Still, getting deals in the statehouse wasn’t necessarily Shapiro’s strong suit.
A budget deal Shapiro struck with Republican lawmakers ran into solid opposition from Democrats. Shapiro then angered Republicans when he backed off it, precipitating a stalemate over spending that normally gets done in June.
Lawmakers and Shapiro last month wrapped up the last loose ends by greatly expanding subsidies for child care and private schools, among other things.
But Shapiro’s hands-off approach in the statehouse drew complaints from both sides.

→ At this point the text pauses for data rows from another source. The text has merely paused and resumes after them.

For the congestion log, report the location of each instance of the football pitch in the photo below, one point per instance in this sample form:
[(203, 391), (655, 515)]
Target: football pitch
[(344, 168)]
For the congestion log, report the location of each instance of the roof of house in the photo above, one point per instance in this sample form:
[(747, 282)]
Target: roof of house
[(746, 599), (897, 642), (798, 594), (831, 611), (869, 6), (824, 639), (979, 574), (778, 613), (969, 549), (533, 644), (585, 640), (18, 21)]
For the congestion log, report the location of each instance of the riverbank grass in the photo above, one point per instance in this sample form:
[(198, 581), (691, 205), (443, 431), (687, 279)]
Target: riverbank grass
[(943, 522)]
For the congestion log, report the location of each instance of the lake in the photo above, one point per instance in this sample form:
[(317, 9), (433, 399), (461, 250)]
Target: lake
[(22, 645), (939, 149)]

Shapiro chalks up such complaints to finger-pointing over partisan food fights.
“I don’t run the Legislature, right?” Shapiro told reporters at a news conference last month. “I mean, we are separate branches of this government. … Our Legislature has to figure out how to show up to work and then they’ve got to figure out how to work together.”

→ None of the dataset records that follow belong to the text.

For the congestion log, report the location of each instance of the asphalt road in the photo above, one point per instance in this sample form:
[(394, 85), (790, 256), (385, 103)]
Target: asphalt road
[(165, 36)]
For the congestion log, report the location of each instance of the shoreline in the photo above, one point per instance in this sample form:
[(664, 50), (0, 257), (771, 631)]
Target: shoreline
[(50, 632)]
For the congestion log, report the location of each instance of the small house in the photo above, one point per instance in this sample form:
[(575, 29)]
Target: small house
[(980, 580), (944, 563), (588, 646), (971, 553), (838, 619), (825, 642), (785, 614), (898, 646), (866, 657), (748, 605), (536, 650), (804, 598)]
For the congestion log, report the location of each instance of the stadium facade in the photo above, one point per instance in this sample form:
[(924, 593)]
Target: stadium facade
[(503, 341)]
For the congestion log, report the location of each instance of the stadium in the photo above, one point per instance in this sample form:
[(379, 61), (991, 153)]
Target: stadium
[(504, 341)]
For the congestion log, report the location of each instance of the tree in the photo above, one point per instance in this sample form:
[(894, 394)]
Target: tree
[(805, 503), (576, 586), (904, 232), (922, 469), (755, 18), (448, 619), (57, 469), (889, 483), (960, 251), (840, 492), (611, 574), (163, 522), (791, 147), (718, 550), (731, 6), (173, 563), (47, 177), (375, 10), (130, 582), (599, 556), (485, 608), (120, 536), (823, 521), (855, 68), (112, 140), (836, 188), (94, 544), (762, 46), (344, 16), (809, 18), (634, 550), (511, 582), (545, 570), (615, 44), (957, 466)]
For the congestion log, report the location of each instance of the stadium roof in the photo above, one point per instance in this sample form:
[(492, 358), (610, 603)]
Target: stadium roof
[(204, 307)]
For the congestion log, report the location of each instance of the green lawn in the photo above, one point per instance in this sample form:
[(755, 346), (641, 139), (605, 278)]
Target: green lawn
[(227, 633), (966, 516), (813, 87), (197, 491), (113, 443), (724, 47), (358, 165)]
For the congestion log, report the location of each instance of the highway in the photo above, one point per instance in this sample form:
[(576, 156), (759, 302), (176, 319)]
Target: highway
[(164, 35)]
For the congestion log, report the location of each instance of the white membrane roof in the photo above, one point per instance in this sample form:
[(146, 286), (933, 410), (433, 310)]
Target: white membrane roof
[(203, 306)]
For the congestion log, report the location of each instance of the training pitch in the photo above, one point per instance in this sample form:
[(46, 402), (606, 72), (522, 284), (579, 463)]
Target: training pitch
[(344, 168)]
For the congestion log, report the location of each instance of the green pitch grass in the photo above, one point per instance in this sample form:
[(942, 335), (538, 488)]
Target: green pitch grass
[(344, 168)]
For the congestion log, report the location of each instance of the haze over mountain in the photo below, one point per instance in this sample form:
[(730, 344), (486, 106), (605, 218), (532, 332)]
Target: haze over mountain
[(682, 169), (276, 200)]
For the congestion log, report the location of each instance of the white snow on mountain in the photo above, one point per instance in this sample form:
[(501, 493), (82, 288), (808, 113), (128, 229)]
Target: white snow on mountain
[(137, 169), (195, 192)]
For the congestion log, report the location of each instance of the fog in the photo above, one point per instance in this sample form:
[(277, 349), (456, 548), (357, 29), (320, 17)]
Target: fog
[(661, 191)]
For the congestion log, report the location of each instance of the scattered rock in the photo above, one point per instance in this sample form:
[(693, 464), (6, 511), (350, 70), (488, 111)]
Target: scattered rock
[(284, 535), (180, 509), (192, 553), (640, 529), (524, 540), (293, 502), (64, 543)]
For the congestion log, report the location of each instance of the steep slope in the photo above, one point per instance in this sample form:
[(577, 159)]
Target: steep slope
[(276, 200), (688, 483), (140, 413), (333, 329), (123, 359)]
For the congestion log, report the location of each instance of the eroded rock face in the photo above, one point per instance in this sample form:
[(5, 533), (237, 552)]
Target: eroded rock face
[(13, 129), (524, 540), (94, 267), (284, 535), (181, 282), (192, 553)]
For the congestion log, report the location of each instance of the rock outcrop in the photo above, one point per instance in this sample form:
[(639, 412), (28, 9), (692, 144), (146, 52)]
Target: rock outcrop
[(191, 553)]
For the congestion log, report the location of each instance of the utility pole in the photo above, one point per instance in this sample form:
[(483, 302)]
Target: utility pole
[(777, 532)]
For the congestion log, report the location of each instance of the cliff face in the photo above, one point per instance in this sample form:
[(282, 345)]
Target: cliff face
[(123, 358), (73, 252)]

He will enter 2024 as the only governor in the U.S. with a politically divided Legislature after a Democratic victory in Virginia’s House.
Even so, for Shapiro, it may be a benefit: House Democrats block Republican bills that Shapiro might otherwise veto, while Senate Republicans block Democratic bills that are too progressive for Shapiro’s political instincts.
Shapiro brushes off that suggestion.
“I’m kind of dealing with the cards I’ve been dealt,” Shapiro told the AP. “I’ve just really focused on finding those areas where I can find common ground between the two leaders, right, in the Senate and the House, and see where we can find those points of intersection that allow me to put something forward that we can accomplish.”